Reaching the end of your mortgage payments is a significant achievement: you hold full ownership of your home without any loans outstanding.

So now what?

It's time to celebrate, but it's also a moment that requires some specific tasks to be completed, such as verifying that you're the sole legal owner of the property. Additionally, you'll need to confirm that your homeowners insurance and property taxes remain up to date.

Let's explore what happens when you pay off your mortgage and what you should consider next.

When you finally pay the entire balance of your mortgage, you own your house free and clear. This experience is commonly referred to as "paying off your mortgage" or being "mortgage-free."

Here are some things you'll need to consider once you've paid off your mortgage and there are no longer any remaining payments (such as a balloon payment) scheduled to be made.

Obtain documents from your servicer

When you pay off your mortgage, your lender or loan servicer will typically send you documents confirming that you've completed all payments on the loan and released your mortgage obligation. Here are some of the documents you might receive after paying off your loan:

  • This is one of the records you sign at the time of closing, agreeing to repay the amount borrowed to obtain the mortgage.

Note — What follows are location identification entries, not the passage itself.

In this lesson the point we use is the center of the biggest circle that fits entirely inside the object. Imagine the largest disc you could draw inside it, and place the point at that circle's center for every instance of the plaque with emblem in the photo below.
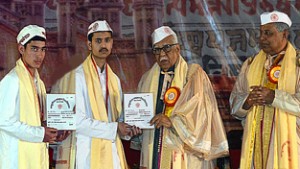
(138, 109)
(60, 111)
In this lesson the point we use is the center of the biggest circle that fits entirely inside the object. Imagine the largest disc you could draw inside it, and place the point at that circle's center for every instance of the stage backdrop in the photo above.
(217, 34)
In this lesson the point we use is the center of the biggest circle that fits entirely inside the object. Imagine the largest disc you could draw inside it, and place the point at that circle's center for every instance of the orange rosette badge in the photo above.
(274, 73)
(171, 96)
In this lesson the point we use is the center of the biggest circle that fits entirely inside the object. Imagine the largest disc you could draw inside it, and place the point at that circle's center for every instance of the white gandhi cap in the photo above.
(161, 33)
(99, 26)
(30, 31)
(275, 17)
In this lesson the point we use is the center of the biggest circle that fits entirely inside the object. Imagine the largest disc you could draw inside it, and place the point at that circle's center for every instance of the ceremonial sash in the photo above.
(101, 149)
(151, 85)
(285, 141)
(31, 155)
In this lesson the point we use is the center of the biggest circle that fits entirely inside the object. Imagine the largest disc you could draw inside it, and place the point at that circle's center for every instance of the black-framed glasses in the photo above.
(166, 48)
(37, 49)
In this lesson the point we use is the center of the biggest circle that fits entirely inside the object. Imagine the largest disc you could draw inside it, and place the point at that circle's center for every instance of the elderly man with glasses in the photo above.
(188, 132)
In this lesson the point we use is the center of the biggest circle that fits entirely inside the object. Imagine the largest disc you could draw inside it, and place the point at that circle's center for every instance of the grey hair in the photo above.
(280, 26)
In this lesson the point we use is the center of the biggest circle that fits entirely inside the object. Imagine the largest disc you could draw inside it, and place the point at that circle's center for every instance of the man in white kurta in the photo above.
(98, 106)
(23, 140)
(189, 132)
(266, 97)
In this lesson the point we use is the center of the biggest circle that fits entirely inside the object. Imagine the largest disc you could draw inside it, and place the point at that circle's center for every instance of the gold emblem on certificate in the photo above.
(138, 109)
(171, 96)
(274, 73)
(60, 111)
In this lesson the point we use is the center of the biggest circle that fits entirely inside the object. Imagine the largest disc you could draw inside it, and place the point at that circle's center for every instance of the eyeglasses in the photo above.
(37, 49)
(165, 48)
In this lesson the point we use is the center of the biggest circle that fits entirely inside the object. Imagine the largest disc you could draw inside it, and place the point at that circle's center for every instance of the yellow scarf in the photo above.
(101, 149)
(151, 80)
(31, 155)
(285, 136)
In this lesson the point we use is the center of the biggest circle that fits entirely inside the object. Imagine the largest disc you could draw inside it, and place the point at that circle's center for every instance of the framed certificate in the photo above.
(138, 109)
(60, 111)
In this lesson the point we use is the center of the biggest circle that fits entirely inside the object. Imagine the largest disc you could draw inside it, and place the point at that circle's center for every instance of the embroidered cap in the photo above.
(30, 31)
(99, 26)
(274, 17)
(161, 33)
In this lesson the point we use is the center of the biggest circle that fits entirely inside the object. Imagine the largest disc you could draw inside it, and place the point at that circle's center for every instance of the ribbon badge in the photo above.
(171, 96)
(274, 73)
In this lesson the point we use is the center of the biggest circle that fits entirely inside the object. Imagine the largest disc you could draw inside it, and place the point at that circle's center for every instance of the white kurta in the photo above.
(11, 129)
(87, 127)
(283, 100)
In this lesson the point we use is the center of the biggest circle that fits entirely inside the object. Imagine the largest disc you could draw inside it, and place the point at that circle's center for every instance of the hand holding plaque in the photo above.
(138, 109)
(60, 111)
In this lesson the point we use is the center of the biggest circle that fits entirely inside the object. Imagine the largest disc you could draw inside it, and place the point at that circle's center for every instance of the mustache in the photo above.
(103, 50)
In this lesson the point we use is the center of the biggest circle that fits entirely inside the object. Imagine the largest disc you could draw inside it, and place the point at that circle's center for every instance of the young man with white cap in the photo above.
(266, 97)
(99, 106)
(189, 130)
(23, 139)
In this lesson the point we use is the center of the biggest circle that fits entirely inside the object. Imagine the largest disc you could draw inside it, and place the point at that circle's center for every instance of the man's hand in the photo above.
(124, 129)
(50, 135)
(62, 135)
(135, 131)
(259, 96)
(161, 120)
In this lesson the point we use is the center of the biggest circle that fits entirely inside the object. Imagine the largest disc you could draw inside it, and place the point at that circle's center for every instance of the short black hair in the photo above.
(36, 38)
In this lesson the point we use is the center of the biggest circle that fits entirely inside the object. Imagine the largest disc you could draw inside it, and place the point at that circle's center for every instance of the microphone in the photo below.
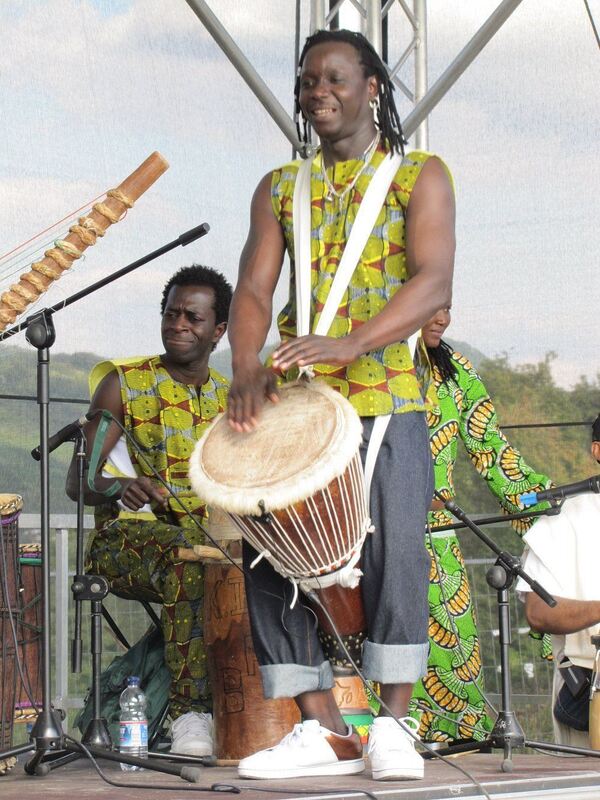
(560, 492)
(195, 233)
(64, 434)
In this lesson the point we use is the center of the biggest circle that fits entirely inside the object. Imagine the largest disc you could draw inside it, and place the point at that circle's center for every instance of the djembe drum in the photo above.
(244, 721)
(10, 508)
(294, 488)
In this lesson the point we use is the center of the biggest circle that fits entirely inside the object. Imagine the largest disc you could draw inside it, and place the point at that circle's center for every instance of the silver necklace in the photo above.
(365, 158)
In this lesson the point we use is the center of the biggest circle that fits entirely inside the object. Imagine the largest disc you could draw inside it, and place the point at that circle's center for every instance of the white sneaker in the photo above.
(309, 750)
(392, 751)
(192, 734)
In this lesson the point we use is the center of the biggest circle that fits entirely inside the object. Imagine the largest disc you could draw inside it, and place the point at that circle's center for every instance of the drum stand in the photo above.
(507, 733)
(48, 741)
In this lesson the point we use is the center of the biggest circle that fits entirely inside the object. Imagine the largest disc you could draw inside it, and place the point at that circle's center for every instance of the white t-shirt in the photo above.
(562, 553)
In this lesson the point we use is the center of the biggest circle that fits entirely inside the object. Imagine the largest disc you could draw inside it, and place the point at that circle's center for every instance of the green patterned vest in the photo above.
(383, 381)
(166, 419)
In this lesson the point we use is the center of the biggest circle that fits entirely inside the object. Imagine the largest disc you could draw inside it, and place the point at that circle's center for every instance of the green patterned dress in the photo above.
(448, 701)
(138, 551)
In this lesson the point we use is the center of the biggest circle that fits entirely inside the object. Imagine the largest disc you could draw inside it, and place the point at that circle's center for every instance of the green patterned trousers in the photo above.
(448, 702)
(139, 558)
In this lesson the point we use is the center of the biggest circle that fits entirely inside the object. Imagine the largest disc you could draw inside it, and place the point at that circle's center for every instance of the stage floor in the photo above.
(534, 776)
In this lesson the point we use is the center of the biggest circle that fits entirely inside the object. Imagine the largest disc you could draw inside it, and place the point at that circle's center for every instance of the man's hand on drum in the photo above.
(250, 387)
(139, 491)
(306, 350)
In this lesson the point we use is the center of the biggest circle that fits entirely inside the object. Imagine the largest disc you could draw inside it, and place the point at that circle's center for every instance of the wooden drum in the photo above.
(294, 488)
(244, 721)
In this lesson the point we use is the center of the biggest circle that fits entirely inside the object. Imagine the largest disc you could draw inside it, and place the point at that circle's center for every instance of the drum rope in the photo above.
(247, 574)
(313, 597)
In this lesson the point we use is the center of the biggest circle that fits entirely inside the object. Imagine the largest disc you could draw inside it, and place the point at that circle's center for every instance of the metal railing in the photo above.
(531, 677)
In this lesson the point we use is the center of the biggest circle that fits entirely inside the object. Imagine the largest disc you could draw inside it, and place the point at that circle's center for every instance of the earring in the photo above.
(374, 105)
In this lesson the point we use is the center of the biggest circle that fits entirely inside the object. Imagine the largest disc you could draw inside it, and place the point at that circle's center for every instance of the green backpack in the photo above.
(145, 659)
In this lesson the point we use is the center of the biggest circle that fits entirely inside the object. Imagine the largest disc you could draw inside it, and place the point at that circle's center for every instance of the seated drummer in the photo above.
(165, 402)
(562, 553)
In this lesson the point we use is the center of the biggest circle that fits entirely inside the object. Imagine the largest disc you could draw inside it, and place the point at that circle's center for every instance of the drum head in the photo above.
(301, 444)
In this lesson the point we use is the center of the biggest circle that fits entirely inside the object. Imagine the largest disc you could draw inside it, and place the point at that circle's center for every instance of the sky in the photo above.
(90, 88)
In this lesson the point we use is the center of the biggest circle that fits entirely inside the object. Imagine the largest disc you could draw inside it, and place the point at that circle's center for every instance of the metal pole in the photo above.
(466, 56)
(373, 23)
(420, 13)
(246, 70)
(317, 15)
(61, 627)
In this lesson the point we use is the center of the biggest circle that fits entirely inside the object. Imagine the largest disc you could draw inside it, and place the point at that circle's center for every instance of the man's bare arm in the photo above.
(430, 246)
(251, 311)
(568, 616)
(135, 492)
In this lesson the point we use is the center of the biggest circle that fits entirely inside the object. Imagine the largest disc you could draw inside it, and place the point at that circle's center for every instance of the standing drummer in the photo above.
(403, 275)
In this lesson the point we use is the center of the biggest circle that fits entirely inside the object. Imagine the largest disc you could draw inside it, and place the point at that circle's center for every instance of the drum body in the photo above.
(294, 486)
(244, 721)
(10, 507)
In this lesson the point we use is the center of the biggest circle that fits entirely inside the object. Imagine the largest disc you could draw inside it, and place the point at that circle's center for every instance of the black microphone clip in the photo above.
(66, 434)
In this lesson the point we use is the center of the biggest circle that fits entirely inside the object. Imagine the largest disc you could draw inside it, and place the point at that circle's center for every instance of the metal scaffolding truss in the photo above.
(376, 22)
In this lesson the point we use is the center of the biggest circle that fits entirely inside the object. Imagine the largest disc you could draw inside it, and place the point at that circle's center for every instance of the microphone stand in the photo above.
(507, 732)
(48, 741)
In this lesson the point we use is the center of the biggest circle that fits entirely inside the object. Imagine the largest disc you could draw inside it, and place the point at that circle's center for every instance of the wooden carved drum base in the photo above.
(244, 721)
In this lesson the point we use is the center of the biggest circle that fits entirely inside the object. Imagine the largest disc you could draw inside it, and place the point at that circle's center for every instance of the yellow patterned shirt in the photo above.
(166, 419)
(383, 381)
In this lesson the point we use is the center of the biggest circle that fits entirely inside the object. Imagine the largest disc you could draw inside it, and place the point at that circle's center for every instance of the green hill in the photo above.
(522, 395)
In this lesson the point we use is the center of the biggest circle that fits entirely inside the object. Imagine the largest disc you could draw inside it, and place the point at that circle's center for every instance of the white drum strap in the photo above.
(377, 434)
(362, 227)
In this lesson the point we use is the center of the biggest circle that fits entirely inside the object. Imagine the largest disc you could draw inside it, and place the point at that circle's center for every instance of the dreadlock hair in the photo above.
(197, 275)
(441, 357)
(388, 120)
(596, 429)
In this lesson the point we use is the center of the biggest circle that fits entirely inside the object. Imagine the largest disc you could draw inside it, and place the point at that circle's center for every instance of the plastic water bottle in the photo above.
(133, 725)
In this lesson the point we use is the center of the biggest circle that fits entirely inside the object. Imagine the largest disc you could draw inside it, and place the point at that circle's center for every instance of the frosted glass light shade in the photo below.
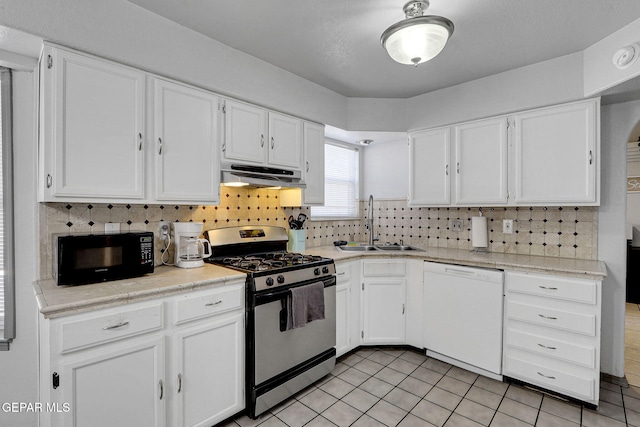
(417, 40)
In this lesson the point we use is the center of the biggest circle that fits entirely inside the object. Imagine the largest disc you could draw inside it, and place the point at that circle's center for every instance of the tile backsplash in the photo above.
(568, 232)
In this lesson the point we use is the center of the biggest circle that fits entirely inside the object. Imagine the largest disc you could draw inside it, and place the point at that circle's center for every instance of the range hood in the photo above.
(238, 174)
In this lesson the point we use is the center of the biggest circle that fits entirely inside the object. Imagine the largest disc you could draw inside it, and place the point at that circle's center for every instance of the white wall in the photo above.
(546, 83)
(120, 30)
(385, 173)
(19, 365)
(617, 122)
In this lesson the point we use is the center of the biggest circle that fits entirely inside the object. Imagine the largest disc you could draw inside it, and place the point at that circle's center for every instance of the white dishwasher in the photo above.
(463, 316)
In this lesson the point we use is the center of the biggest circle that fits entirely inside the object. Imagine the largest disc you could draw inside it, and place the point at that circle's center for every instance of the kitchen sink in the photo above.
(358, 248)
(388, 248)
(397, 248)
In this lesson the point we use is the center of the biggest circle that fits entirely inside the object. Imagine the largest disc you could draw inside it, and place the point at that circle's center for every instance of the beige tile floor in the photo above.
(632, 344)
(396, 387)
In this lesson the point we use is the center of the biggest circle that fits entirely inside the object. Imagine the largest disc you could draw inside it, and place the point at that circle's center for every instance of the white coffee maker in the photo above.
(190, 249)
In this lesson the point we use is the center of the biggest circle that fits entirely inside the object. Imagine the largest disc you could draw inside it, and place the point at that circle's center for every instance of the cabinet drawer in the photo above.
(552, 379)
(191, 307)
(578, 290)
(557, 349)
(563, 320)
(343, 272)
(120, 323)
(384, 268)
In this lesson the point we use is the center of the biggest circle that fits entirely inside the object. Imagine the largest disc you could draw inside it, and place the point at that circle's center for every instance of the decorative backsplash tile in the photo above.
(568, 232)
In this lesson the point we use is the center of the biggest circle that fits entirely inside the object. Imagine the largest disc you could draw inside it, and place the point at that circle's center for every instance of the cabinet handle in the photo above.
(547, 317)
(119, 325)
(547, 347)
(546, 376)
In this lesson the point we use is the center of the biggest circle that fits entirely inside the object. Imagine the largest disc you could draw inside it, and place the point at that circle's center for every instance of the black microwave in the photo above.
(90, 258)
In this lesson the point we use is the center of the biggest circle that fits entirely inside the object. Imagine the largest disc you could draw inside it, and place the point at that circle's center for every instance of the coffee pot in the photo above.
(190, 249)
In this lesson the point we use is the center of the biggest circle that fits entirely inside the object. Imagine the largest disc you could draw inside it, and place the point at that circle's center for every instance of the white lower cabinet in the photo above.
(384, 303)
(347, 306)
(208, 361)
(176, 361)
(552, 333)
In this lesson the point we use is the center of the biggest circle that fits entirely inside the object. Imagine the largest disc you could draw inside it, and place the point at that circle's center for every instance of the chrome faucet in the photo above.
(369, 224)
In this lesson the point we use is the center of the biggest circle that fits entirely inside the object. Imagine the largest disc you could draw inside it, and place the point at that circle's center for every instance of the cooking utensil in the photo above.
(301, 219)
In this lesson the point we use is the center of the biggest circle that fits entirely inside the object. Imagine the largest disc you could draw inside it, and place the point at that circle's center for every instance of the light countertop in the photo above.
(57, 301)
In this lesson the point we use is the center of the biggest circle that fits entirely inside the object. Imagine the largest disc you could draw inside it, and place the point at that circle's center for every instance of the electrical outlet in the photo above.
(164, 231)
(112, 227)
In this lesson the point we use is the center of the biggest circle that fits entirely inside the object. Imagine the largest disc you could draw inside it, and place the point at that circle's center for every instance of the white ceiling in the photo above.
(336, 43)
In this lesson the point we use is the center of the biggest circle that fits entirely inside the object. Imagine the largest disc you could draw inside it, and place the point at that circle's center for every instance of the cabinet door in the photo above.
(313, 168)
(384, 311)
(116, 386)
(94, 119)
(285, 141)
(245, 133)
(556, 155)
(429, 174)
(186, 144)
(343, 318)
(481, 162)
(209, 371)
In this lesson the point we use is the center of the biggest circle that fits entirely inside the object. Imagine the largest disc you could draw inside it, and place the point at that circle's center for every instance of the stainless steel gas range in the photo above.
(290, 316)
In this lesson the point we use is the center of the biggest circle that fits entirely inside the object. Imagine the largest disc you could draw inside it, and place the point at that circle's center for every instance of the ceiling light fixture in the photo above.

The canceled note, provided by your mortgage lender, shows that debt has been paid off as agreed.
  • This document will clearly show you the remaining balance of your mortgage, including any outstanding interest or fees. If you've already paid off the entire mortgage, it will confirm that too.
  • This document confirms that the bank or lender is releasing its claim to your property, effectively ending their interest in it.
  • Once your mortgage has been fully paid off, your lender should issue a payment to you, either by check or direct deposit.
  • This paperwork confirms that you exclusively own the property.
  • Your local recorder or county clerk issues this document, which confirms that you've paid off the loan on your property.

Once you get the documents, store them securely in a safe or a safe deposit box.

Update your homeowners insurance

Requires them to be compensated if the home is damaged or destroyed.

After your loan is closed, your mortgage servicer will close your escrow account and refund any remaining money to you. According to the law, your servicer has to give you your escrow refund within 20 days after closing the account. After that, it's your responsibility to pay the premiums for your homeowners insurance.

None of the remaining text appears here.